En ce qui concerne sa conception de l'être humain et du devenir
personnel de chaque individu, sa présentation du MOI
évoluant à l'intérieur de ce qu'il a appelé
le processus d'individuation, menant vers la réalisation de soi,
m'a paru extrêmement riche de possibilités.

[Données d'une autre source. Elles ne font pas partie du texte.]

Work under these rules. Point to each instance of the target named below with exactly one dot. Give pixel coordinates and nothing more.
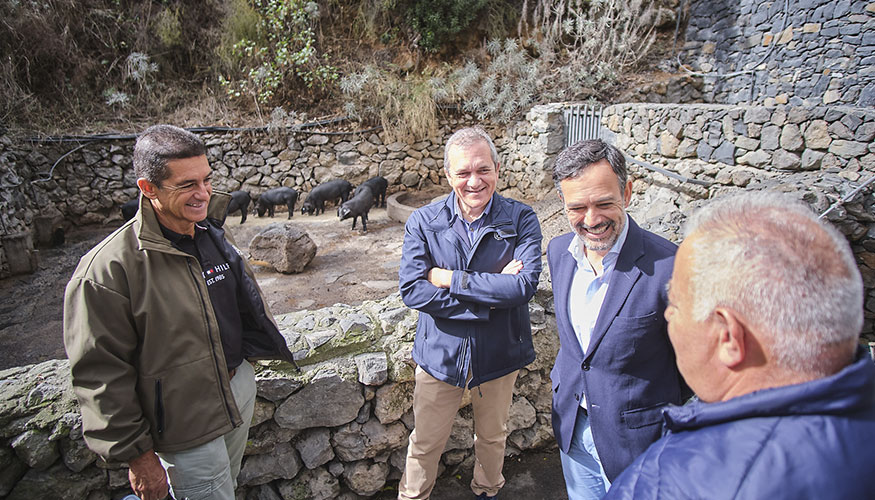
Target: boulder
(284, 246)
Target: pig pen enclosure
(349, 267)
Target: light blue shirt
(472, 228)
(588, 290)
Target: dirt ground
(349, 267)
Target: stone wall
(819, 154)
(822, 52)
(42, 190)
(338, 429)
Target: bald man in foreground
(765, 310)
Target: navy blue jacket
(813, 440)
(629, 372)
(482, 321)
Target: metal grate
(582, 122)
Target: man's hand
(513, 267)
(441, 278)
(148, 479)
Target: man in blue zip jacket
(765, 311)
(469, 265)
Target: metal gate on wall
(582, 122)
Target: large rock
(356, 442)
(281, 463)
(35, 449)
(286, 247)
(366, 478)
(315, 447)
(393, 400)
(58, 483)
(308, 407)
(317, 484)
(11, 470)
(373, 368)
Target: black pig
(378, 187)
(358, 206)
(327, 191)
(240, 201)
(276, 196)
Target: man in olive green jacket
(159, 321)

Sur le plan strictement symbolique, la pensée de Jung est,
aussi, beaucoup plus riche et complexe que celle de Freud, qui a la
fâcheuse tendance à tout ramener à la
sexualité. En conséquence, au niveau de
l'interprétation des rêves, avec Jung, les
possibilités deviennent donc, du coup, beaucoup plus larges et
ouvertes: nous ne sommes plus limités et encadrés par des
sens pré-définis, mais nous sommes amenés à
travailler sur la richesse des symboles eux-mêmes, à sens
multiples, et sur les perceptions individuelles du ou de la
rêveuse. D'ailleurs, Jung dit bien qu'aucun symbole apparaissant
dans un rêve ne peut être abstrait de l'esprit individuel
qui le rêve, et il n'y a pas d'interprétation
déterminée et directe des rêves." (Essai d'exploration de l'inconscient,
p. 65.) Il a aussi affirmé que nos rêves avaient pour sens
nous-mêmes, notre vie et notre univers; par conséquent,
aucun thérapeute n'est autorisé à projeter ses
propres significations sur les rêves d'autrui, comme avait
tendance à le faire Freud. (Dans ce même EEI, Jung donne l'exemple d'un de
ses rêves que Freud a interprété: il s'est senti
obligé d'en cacher certains détails, convaincu que Freud
les interpréterait de telle façon, qui lui semblait,
à lui, incorrecte et fausse. Voir p. 70 à 72.)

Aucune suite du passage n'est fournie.